Biden has proposed $5 billion over the next eight years for “community violence interventions,” a term that covers a range of programs designed to deter violence using tools other than putting people in prison. These measures can include conflict intervention, connecting people with social service agencies and working with shooting victims while they are hospitalized in hopes of avoiding retaliatory attacks.
In lieu of legislative action, several lawmakers have urged the president to issue executive orders on guns. Four Democratic senators — Robert Menendez of New Jersey, Dianne Feinstein of California, Edward Markey of Massachusetts and Richard Blumenthal of Connecticut — wrote to Biden last month, asking the administration to regulate ghost guns like other firearms.
“It’s incredibly exciting and a tremendous relief to finally have allies in the struggle against gun violence in the White House,”
Blumenthal said Wednesday. “Both President Biden and Vice President (Kamala) Harris are longtime champions committed to doing everything in their power to stem the tide of this public health epidemic.”
Republicans contend that tightening gun control would do little to prevent gun violence.
“Every time there’s a shooting, we play this ridiculous theater where this committee gets together and proposes a bunch of laws that would do nothing to stop these murders,” Sen. Ted Cruz, R-Texas, said at a recent Judiciary Committee hearing.

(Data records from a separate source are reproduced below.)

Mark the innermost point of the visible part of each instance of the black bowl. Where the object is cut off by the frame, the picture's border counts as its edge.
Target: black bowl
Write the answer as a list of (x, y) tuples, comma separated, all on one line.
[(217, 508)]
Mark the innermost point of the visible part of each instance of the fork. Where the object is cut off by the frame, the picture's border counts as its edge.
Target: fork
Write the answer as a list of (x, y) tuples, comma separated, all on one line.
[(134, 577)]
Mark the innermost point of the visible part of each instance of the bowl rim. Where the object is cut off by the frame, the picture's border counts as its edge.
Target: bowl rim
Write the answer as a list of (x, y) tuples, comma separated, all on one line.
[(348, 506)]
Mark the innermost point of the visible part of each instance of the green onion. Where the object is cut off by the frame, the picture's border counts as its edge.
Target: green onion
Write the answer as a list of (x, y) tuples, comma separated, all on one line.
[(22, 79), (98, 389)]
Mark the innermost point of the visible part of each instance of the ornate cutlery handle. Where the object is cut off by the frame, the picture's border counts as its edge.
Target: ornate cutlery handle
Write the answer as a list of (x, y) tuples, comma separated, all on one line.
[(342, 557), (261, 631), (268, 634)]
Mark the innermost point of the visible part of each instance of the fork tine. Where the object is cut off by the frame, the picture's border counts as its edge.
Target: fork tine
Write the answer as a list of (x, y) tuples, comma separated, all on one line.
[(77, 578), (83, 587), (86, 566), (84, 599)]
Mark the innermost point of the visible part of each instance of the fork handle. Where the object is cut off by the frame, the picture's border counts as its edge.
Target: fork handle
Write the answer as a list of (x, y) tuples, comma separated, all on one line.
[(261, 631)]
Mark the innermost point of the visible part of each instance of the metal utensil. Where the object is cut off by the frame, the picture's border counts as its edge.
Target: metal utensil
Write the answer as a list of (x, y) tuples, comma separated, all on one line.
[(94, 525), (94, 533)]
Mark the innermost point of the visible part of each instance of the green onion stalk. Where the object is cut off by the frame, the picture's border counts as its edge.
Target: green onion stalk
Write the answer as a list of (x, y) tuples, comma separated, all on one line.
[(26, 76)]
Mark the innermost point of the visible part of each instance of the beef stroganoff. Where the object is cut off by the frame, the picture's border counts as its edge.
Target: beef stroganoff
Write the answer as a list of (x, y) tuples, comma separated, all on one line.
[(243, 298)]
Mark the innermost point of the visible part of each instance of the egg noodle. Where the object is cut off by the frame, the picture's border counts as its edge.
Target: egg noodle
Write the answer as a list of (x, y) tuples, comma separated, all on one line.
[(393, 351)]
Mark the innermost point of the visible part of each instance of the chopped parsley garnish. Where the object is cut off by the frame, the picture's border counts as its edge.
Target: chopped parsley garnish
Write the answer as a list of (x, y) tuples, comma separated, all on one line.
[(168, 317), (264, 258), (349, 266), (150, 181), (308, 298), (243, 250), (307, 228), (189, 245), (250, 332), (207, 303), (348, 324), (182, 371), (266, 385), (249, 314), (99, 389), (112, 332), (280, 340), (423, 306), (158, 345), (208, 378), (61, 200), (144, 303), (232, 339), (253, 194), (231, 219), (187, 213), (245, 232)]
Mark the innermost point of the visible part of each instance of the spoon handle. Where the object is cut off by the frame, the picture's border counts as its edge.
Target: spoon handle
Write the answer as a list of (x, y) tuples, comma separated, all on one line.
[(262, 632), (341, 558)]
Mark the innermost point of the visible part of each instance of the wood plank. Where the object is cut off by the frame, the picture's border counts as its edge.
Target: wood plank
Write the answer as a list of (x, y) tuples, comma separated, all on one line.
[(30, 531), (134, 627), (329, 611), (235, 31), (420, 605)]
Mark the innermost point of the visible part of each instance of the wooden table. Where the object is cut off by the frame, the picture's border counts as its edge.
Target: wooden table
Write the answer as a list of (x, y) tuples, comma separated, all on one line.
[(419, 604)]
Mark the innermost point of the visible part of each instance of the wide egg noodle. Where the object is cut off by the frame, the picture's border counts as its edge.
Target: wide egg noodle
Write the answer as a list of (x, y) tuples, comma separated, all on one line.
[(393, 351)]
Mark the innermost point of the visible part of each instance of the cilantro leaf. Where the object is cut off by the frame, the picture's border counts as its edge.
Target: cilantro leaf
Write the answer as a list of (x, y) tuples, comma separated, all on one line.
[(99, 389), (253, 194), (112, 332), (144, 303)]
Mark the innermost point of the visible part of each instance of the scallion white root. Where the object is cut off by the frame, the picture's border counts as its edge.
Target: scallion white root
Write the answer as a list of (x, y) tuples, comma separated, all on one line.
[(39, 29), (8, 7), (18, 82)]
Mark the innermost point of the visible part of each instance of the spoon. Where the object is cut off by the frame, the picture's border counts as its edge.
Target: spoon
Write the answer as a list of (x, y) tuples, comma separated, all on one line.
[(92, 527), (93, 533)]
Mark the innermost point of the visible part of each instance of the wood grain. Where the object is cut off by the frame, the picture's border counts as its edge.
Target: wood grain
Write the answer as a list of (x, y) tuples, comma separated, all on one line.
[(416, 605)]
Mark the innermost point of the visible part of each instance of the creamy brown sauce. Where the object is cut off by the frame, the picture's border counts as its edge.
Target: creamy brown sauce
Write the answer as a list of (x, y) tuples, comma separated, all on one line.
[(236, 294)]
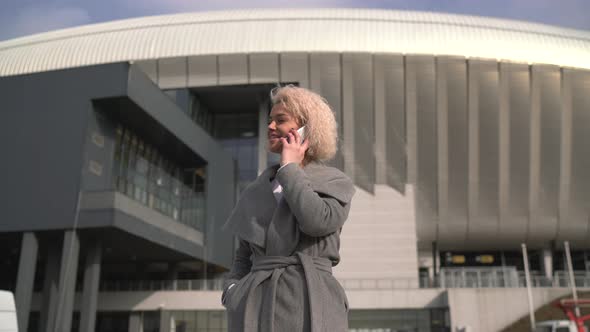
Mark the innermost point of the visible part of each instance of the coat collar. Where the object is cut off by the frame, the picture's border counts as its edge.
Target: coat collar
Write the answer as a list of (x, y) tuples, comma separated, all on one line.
[(257, 210)]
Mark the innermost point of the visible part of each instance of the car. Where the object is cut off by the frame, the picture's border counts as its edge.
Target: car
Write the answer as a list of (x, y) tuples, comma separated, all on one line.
[(556, 326), (8, 321)]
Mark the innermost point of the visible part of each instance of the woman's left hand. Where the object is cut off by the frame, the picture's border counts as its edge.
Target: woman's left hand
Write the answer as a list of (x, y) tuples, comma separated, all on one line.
[(293, 148)]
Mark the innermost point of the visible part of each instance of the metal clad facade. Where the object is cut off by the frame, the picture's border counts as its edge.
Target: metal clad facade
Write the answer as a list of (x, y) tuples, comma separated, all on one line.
[(203, 71), (294, 67), (422, 69), (452, 97), (172, 73), (264, 68), (491, 147), (360, 68), (578, 216), (545, 150), (318, 30), (515, 135), (325, 78)]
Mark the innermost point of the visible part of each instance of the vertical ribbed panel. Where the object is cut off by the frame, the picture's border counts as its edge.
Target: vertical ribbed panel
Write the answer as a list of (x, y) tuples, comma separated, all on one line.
[(485, 82), (233, 69), (442, 145), (565, 230), (380, 66), (347, 124), (357, 82), (326, 78), (422, 70), (150, 68), (515, 137), (172, 73), (452, 99), (294, 67), (202, 71), (264, 68), (545, 149), (390, 95), (579, 207), (473, 146)]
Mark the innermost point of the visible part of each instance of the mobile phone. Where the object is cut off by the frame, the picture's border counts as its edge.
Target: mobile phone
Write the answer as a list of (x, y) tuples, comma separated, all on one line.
[(301, 132)]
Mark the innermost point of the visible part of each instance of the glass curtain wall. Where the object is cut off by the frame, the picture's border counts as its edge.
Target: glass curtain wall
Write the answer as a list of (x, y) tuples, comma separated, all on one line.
[(144, 174)]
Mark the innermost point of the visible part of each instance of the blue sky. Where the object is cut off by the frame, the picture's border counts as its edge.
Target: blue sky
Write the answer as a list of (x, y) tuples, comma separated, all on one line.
[(25, 17)]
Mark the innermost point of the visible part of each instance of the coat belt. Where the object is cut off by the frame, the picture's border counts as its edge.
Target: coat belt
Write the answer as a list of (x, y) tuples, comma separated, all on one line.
[(265, 267)]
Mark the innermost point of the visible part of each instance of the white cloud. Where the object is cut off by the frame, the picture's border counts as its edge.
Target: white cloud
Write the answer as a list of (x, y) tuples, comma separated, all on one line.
[(41, 18), (162, 6)]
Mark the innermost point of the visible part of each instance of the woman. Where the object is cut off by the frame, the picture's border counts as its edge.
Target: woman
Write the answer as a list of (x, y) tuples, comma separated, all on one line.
[(288, 222)]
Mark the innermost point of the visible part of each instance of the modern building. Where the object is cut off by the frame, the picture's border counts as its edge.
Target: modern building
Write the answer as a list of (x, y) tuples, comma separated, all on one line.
[(128, 142)]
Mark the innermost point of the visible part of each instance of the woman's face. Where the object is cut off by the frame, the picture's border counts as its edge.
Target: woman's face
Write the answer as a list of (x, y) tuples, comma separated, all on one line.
[(280, 123)]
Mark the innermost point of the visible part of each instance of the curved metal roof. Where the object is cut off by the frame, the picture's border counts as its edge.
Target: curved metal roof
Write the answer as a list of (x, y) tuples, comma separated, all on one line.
[(296, 30)]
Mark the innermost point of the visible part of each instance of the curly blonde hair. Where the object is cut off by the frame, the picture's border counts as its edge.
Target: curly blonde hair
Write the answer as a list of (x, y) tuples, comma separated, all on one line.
[(312, 111)]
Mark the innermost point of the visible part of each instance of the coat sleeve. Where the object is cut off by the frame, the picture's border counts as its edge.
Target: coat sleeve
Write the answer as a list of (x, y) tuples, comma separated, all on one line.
[(317, 213), (240, 267)]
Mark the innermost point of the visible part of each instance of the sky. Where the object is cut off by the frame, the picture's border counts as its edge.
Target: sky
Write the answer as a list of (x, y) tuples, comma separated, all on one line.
[(25, 17)]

Any change to current gun regulations is likely to be challenged in court by gun rights groups. One such lawsuit resulted recently in a federal appeals court rejecting a Trump administration rule change designed to ban bump stocks, attachments to semiautomatic rifles that make the weapons fire much more quickly, similar to fully automatic weapons.
While campaigning for the Democratic nomination, Biden promised that gun legislation would be a “day one” priority for him, including legislation that would repeal liability protections for gun manufacturers. But the White House has yet to release a legislative plan, instead deferring to a pair of bills passed by the Democratic-controlled House last month.
On the liability legislation, as well as executive actions on guns, Biden said in a news conference last month that he planned to do “all of the above” but that it was a “matter of timing,” suggesting that other goals were more urgent.
“As you’ve all observed, successful presidents — better than me — have been successful, in large part because they know how to time what they’re doing — order it, decide and prioritize what needs to be done,” Biden said.
The House measures would expand background checks to include private transactions between unlicensed individuals, while closing what advocates of stricter gun laws have called the “Charleston loophole,” which allows a gun sale to go through if a background check isn’t finished after three days.
Senate Majority Leader Charles Schumer, D-N.Y., has promised to put those bills on the Senate floor for a vote, but it’s unclear whether they can win even a simple majority, much less the support of 60 senators needed to pass most legislation in the Senate.
Sen. Joe Manchin, DW.Va., has signaled opposition to the House-passed gun measures, preferring instead a more modest expansion of background checks that he co-wrote with Sen. Patrick Toomey, R-Pa., in the aftermath of the 2012 shooting at Sandy Hook Elementary School in Newtown, Conn.